Switch to blocks could benefit athletics, but questions remain
By Stephen Herzog - email@example.com
April 17, 2010 at 9:05 p.m.
Updated April 16, 2010 at 11:17 p.m.
Anytime a significant change is made, it's only a matter of time before the questions start rolling in.
As Memorial High School becomes Victoria East and Victoria West in the next school year, there will be changes across the board.
One of those changes is a switch from a seven-period day to a block schedule, in which students will have four longer periods each day, alternating classes every other day.
It could take some getting used to for students and teachers alike, but what does this mean for athletics?
According to Ralph Escalona, VISD athletic director, it doesn't make much of a difference.
"It doesn't affect athletics hardly at all," Escalona said.
There will still be an athletic period every day, unlike most classes which will meet every other day.
But University Interscholastic League rules allow only an hour during school each day to be devoted to athletics.
Because of that, the athletic period will share a block with a study hall.
Escalona said the details are still being worked out, but coaches will have the option of holding a study hall first and then having a work out, or holding a work out first, then finishing with a study hall.
"Most coaches are already familiar with the block schedule," Escalona said. "So there's not much that changes."
Still, for those who aren't familiar with how the block schedule works, there are still unanswered questions.
Phyllis Keller has triplets in the VISD system.
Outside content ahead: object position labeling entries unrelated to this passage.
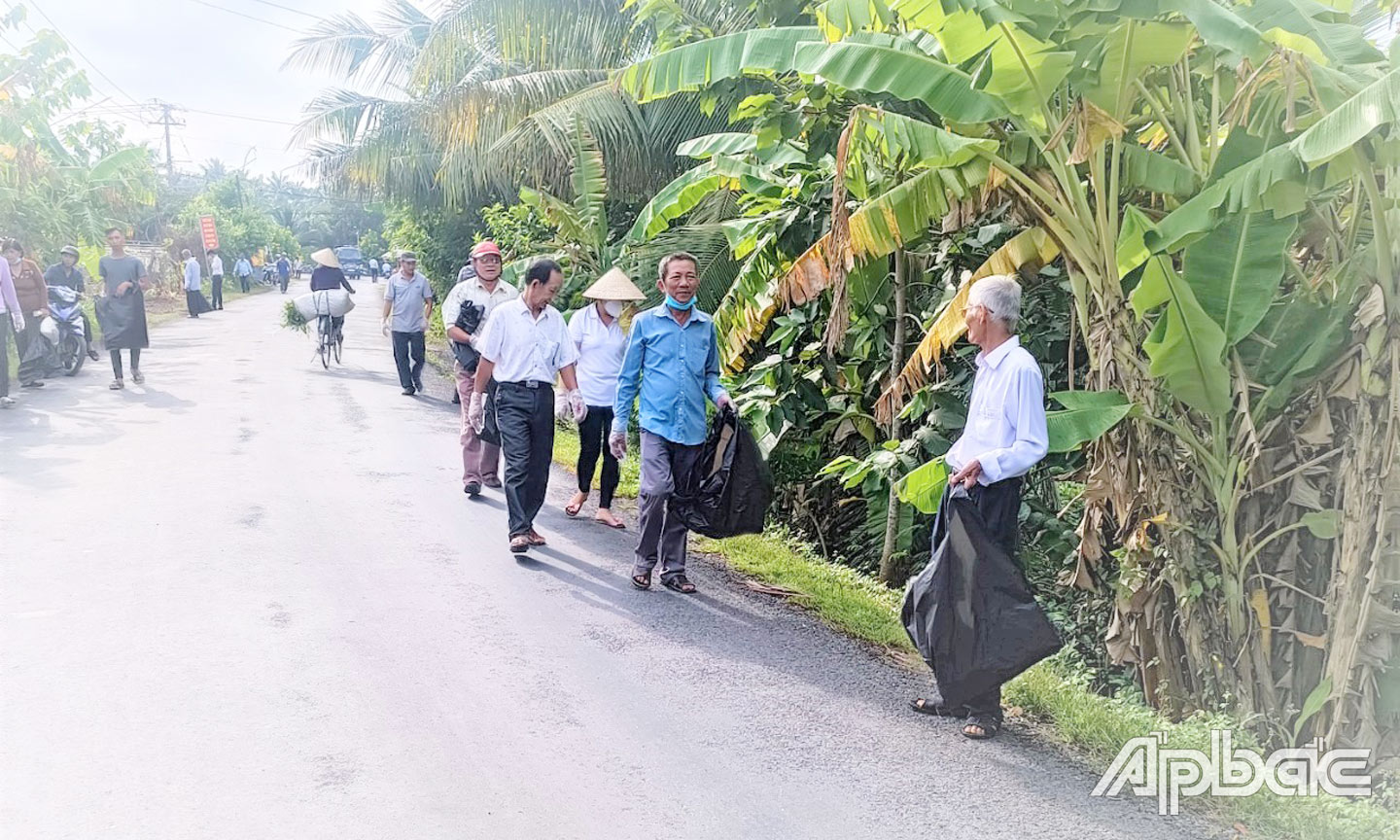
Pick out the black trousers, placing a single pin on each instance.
(999, 508)
(406, 346)
(5, 353)
(117, 360)
(525, 417)
(592, 441)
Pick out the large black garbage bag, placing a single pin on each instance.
(728, 490)
(468, 321)
(970, 612)
(123, 321)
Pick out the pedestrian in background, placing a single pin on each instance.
(524, 349)
(1004, 438)
(123, 283)
(216, 272)
(407, 304)
(67, 272)
(12, 320)
(244, 270)
(602, 342)
(193, 282)
(34, 304)
(476, 296)
(672, 363)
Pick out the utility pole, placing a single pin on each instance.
(167, 121)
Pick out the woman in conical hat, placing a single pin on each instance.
(601, 334)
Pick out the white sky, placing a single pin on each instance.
(194, 56)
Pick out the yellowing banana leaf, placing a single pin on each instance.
(1030, 250)
(903, 75)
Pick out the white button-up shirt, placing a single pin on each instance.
(472, 292)
(524, 347)
(601, 347)
(1005, 417)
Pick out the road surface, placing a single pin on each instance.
(250, 601)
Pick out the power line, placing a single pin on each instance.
(317, 18)
(77, 50)
(247, 16)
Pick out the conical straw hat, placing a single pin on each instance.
(614, 286)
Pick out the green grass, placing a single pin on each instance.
(845, 598)
(566, 455)
(1090, 724)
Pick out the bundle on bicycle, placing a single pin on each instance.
(328, 304)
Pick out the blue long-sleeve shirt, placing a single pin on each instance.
(674, 368)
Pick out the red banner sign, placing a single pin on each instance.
(207, 232)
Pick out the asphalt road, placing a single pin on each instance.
(250, 601)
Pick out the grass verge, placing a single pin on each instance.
(1090, 724)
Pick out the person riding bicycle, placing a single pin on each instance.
(328, 276)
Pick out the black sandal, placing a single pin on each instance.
(989, 725)
(680, 582)
(934, 709)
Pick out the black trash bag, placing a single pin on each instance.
(490, 430)
(970, 612)
(468, 321)
(728, 490)
(123, 321)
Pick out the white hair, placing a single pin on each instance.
(999, 295)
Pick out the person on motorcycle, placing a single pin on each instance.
(328, 276)
(67, 272)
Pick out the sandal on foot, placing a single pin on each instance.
(989, 725)
(680, 582)
(937, 710)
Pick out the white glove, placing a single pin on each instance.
(476, 412)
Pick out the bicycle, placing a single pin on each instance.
(330, 340)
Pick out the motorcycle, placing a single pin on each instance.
(62, 342)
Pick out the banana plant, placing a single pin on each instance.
(1209, 174)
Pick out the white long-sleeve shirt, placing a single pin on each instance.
(1005, 417)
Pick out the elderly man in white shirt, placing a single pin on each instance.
(1004, 438)
(486, 292)
(525, 346)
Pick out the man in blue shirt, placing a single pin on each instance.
(674, 363)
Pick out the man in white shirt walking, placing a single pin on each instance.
(1004, 438)
(486, 292)
(216, 272)
(524, 347)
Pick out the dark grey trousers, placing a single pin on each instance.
(662, 537)
(525, 417)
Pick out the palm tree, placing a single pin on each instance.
(480, 99)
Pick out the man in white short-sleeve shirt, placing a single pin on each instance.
(524, 347)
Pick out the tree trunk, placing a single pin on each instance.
(887, 556)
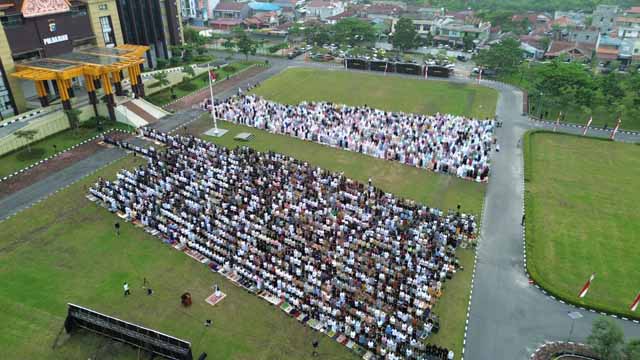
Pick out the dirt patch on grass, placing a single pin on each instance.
(60, 162)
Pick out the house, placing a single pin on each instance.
(628, 27)
(383, 11)
(225, 24)
(286, 4)
(584, 35)
(574, 50)
(263, 20)
(257, 7)
(232, 10)
(323, 9)
(534, 46)
(452, 31)
(603, 18)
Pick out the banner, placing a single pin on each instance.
(587, 126)
(615, 130)
(635, 303)
(586, 286)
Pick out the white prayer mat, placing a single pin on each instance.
(213, 299)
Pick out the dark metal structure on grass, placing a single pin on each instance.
(149, 340)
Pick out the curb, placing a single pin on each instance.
(22, 117)
(534, 283)
(577, 126)
(18, 172)
(473, 277)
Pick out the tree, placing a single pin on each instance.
(317, 35)
(189, 71)
(606, 338)
(353, 31)
(405, 36)
(73, 115)
(161, 77)
(27, 135)
(632, 349)
(244, 43)
(504, 57)
(467, 42)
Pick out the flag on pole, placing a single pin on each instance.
(587, 126)
(586, 286)
(615, 130)
(557, 121)
(635, 303)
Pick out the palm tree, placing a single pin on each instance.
(27, 135)
(161, 77)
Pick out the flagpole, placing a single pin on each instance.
(215, 121)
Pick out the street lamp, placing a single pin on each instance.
(540, 104)
(573, 315)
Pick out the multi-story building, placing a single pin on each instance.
(34, 29)
(604, 17)
(155, 23)
(324, 9)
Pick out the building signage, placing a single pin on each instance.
(55, 39)
(33, 8)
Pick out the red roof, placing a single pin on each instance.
(557, 48)
(230, 6)
(226, 22)
(383, 9)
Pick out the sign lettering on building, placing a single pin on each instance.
(33, 8)
(55, 39)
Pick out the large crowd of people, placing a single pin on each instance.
(353, 259)
(443, 143)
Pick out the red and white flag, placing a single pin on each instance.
(587, 126)
(557, 121)
(635, 303)
(615, 130)
(586, 286)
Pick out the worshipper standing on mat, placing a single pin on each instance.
(345, 256)
(443, 143)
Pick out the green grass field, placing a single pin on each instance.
(42, 149)
(389, 93)
(436, 190)
(163, 97)
(583, 216)
(64, 250)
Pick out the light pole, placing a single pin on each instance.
(573, 315)
(540, 104)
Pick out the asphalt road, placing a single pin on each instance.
(509, 318)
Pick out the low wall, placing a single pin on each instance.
(47, 125)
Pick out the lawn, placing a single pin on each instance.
(442, 191)
(389, 93)
(163, 97)
(71, 254)
(42, 149)
(583, 216)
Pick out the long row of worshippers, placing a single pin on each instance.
(344, 257)
(443, 143)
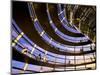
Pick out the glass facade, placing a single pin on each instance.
(34, 50)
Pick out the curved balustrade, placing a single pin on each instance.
(41, 63)
(30, 57)
(45, 36)
(24, 44)
(62, 35)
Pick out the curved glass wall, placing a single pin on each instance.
(39, 60)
Two play tennis, and one is in band.
She has a few questions that still haven't been answered.
She e-mailed an official at the school to ask about the reasons for the switch to block schedules, but she hasn't heard back.
"I was told the block system is typically more expensive," Keller said. "I don't know it that's true, but I'd like to know."
She said she spoke to coaches from the Corpus Christi area whose schools had switched from block to standard schedules because it was more cost-effective for the school district.
She also wonders how students and teachers will be affected by the change academically.
And for student athletes, she said she's unsure if study hall will be a good use of time.
"How can that study hall count toward their degree credits?" she asked.
Keller said all her questions may have good answers, but she hasn't heard them yet.
"We're very excited about the two high schools," she said. "I'd just like to have a response."
But most of her concerns lie within academics. She said it seems like athletics will be mostly unchanged.
Besides the new system having few issues for athletics, Escalona said he believes it will actually be beneficial.
"There's really no negative. I feel like it's a better situation for athletics," Escalona said.
He said it gives coaches some flexibility in how to best utilize their athletic period, and the additional study hall time is a great addition.
"That's another positive," he said. "It allows coaches to stay on top of kids' grades with that additional 30 minutes for study hall.
"It's a great situation for athletics."